THE European Commission will take a further step towards making polluters pay for the environmental damage they cause next month when it publishes a long-awaited White Paper on environmental liability.

Environment Commissioner Margot Wallström believes the plans outlined in the paper are vital to fill a significant gap in the Union's environment policy and provide an added incentive for firms to behave more responsibly.

But she has faced an uphill struggle to get the latest draft of the plan through the Commission because of the fierce opposition to some of the proposals it contains from the institution's powerful industry department.

The latest version of the text recommends that the EU draws up a legally-binding framework directive on environmental liability covering damage to health and property, the pollution of sensitive areas covered by Union nature protection laws and the contamination of sites caused by dangerous activities regulated at the EU level.

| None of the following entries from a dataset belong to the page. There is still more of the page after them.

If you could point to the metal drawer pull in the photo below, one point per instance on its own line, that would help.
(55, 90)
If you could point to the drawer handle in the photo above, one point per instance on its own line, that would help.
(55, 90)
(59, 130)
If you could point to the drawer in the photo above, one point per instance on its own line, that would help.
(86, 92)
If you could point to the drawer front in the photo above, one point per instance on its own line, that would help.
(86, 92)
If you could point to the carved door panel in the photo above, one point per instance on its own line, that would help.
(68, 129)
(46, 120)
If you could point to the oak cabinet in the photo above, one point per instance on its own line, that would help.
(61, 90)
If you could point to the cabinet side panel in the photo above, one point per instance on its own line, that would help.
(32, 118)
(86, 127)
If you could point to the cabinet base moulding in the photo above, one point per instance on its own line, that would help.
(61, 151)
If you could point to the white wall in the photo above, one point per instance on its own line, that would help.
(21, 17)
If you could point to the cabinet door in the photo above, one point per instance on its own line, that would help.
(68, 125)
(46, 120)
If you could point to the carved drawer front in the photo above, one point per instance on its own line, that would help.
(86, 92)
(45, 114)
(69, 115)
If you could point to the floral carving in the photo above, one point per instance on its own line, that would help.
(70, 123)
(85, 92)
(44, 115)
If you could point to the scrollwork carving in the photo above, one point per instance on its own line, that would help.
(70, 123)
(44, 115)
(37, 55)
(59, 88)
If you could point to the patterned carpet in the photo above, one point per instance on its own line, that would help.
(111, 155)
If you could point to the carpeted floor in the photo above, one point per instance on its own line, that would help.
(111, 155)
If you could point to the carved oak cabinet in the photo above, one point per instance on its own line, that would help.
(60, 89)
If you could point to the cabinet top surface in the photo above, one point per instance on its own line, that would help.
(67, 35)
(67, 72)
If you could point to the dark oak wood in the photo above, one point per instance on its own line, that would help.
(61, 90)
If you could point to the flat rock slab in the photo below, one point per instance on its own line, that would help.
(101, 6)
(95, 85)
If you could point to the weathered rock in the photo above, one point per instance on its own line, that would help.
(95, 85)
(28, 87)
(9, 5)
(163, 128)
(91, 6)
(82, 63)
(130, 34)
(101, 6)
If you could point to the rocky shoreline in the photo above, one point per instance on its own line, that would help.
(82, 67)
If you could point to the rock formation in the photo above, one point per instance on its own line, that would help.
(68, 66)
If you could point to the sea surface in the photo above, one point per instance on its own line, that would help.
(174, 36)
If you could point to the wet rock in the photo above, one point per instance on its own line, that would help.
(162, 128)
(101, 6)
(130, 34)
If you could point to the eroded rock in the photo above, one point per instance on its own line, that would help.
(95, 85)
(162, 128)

It is also expected to call for a strict liability scheme under which authorities seeking to punish polluters would not have to prove the firm involved had actually broken the law, only that there was a link between its activities and the damage caused.

However, unlike many other liability schemes in Europe, responsibility for cleaning up environmental damage would not be applied retroactively.

The draft paper says that "for reasons of legal certainty and subsidiarity it should be left to member states to deal with pollution from the past".

The latest version of the text is less prescriptive than its predecessor. Plans to reverse the 'burden of proof' to force alleged polluters to show that they were not responsible for the damage caused have been toned down and the issue of whether to sign up to an international convention on liability is left hanging in the air.

But the draft proposals have still raised howls of protests from both industry and environmental campaigners.

The European employers' organisation UNICE says the liability regime proposed by the Commission would damage firms' competitiveness and be difficult to manage. "It is impossible to make companies run the risk for damage they cannot assess," insisted legal adviser Erik Berggren.

UNICE wants the EU to adopt a scheme closer to the American model, which sets out the precise cost of environmental damage on a sliding scale and puts ceilings on the amount which firms can be forced to pay.

It also insists that firms must not be held responsible for products which were safe when developed but are later found to be damaging. Berggren warns this would substantially affect innovation.

Green groups, which favour a strict application of the 'polluter pays' principle, have also reacted with dismay to the latest version of the White Paper.

Christian Hey of the Brussels-based European Environmental Bureau said it raised "serious doubts about the effectiveness of an EU liability scheme".

The European Commission will take a further step towards making piolluters pay for the environmental damage they cause when it publishes a long-awaited White Paper on environmental liability in February 2000.